Mutfakta Arap & Yahudi füzyonu
Sami, Kudüs’ün doğusunda bir Arap mahallesinde, Yotam ise aynı şehrin batısında bir Yahudi olarak dünyaya gelmişler aynı sene. Yotam felsefe ve edebiyat okuduktan sonra doktora yapmak için Londra’ya gitmiş. Ancak aklında aşçılık varmış. İlk iş olarak yapmak isteyip istemediğinden gerçekten emin olmak için “Le Cordon Bleu” isimli aşçılık okuluna yazılmış ve bitirdiği gibi bu sektörde devam etmeye karar vermiş. “30 yaşında biri olarak catering dünyasında antikadan farksızsınız” diye anlatıyor “Ottolenghi” isimli kitaplarının önsözünde. Sami’nin aşçılık serüveni ise daha Kudüs’teyken başlamış, sonra ortak olacak bu iki adamın yolları Londra’da kesişmiş ve hemen tanıştıkları anda güzel şeyler ortaya çıkarabileceklerini fark etmişler.

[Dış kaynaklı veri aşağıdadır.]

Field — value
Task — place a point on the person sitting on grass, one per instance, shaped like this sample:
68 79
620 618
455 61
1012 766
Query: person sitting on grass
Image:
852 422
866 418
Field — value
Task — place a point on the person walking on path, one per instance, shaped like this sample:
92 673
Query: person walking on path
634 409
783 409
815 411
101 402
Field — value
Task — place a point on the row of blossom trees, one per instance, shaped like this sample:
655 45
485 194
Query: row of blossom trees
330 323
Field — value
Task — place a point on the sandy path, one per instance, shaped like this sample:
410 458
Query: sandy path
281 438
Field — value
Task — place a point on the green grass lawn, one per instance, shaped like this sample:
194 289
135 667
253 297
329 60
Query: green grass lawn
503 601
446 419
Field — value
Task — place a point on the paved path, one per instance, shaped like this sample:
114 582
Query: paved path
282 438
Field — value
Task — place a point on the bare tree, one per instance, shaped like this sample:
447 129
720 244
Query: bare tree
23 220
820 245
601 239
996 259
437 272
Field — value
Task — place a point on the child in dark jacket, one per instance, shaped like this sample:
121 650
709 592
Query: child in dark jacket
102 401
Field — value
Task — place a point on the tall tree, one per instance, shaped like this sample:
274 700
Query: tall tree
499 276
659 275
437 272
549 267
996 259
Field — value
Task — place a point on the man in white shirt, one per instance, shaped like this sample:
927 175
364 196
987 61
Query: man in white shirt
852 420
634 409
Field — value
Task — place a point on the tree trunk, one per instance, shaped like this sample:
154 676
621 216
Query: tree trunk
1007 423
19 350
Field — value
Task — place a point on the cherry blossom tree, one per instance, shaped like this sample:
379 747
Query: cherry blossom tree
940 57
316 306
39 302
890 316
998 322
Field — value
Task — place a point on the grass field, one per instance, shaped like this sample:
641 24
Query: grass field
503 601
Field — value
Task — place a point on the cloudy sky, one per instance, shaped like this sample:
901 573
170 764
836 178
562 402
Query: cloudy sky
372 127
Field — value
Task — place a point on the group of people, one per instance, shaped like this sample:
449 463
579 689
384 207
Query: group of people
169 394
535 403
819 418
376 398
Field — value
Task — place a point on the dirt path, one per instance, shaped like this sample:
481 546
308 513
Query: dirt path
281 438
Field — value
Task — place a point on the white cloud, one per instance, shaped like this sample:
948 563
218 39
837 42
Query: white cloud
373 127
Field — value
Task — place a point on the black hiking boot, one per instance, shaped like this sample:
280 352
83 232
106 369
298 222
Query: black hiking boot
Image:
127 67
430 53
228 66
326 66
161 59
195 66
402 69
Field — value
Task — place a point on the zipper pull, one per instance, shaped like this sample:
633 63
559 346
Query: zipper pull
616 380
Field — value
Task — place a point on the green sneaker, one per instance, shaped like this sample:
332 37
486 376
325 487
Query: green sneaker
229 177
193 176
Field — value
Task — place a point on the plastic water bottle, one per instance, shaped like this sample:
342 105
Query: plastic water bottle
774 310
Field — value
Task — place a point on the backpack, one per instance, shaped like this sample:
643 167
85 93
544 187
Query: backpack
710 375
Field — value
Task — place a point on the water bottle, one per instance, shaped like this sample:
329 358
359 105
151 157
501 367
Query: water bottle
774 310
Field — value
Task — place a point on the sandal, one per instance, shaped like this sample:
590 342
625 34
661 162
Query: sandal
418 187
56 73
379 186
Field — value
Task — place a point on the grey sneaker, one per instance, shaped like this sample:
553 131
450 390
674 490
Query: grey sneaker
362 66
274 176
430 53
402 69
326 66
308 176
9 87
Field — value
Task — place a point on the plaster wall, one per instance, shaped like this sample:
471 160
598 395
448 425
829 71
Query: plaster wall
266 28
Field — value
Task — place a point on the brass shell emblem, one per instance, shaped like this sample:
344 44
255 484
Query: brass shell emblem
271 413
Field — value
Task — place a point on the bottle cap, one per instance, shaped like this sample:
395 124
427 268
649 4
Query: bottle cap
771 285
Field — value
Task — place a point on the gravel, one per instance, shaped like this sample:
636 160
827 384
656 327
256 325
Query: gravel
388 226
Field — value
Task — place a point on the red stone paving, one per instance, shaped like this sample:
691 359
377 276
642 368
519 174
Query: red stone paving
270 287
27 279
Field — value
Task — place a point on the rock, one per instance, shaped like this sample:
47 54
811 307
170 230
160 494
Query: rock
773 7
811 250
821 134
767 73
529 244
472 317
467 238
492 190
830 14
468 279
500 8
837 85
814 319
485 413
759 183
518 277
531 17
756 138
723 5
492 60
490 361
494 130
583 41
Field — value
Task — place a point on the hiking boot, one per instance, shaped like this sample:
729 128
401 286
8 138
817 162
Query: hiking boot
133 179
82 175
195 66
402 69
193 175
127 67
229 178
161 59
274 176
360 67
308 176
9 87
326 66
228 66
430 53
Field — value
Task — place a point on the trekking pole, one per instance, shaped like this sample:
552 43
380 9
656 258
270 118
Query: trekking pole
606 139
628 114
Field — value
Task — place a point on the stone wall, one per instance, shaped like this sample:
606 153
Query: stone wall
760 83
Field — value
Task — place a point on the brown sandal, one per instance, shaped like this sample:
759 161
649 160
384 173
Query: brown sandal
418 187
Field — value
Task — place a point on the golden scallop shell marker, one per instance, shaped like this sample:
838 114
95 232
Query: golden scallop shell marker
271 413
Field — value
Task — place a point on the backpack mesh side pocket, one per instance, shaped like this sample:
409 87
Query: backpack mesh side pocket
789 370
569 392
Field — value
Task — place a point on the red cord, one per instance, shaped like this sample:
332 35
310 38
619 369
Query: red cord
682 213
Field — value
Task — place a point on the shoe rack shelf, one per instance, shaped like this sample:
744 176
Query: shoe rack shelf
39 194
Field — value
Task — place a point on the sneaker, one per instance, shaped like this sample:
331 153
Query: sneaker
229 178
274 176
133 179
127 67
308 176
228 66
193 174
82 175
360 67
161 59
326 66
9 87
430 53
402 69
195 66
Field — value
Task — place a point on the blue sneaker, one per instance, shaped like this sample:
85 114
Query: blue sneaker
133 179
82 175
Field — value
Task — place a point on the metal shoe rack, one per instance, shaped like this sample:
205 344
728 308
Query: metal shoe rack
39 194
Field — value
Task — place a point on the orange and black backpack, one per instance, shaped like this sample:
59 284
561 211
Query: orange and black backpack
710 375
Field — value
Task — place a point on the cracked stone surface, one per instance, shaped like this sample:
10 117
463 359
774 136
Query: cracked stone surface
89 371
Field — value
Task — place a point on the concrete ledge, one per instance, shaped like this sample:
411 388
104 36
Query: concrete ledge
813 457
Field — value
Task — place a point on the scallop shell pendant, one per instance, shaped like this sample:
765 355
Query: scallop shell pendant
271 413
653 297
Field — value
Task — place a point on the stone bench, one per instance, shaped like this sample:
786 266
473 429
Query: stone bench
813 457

Yeni çıkan kitaplarında kişniş, zahter, sumak ve tahinin bolca kullanıldığı tuzlu tariflerin yanı sıra benim gittiğim yemek okuluna ders vermek için geldikleri gün yaptıkları harika beze tariflerine de yer vermişler. Eğer beze merakınız varsa güllü, fıstıklı ve tarçınlı olanlarını mutlaka denemenizi isterim (Ottolenghi, The Cookbook). Kitap İngilizce ama bezeleri mutlaka denemek isteyenlere tariflerle ilgili yardımcı olabilirim.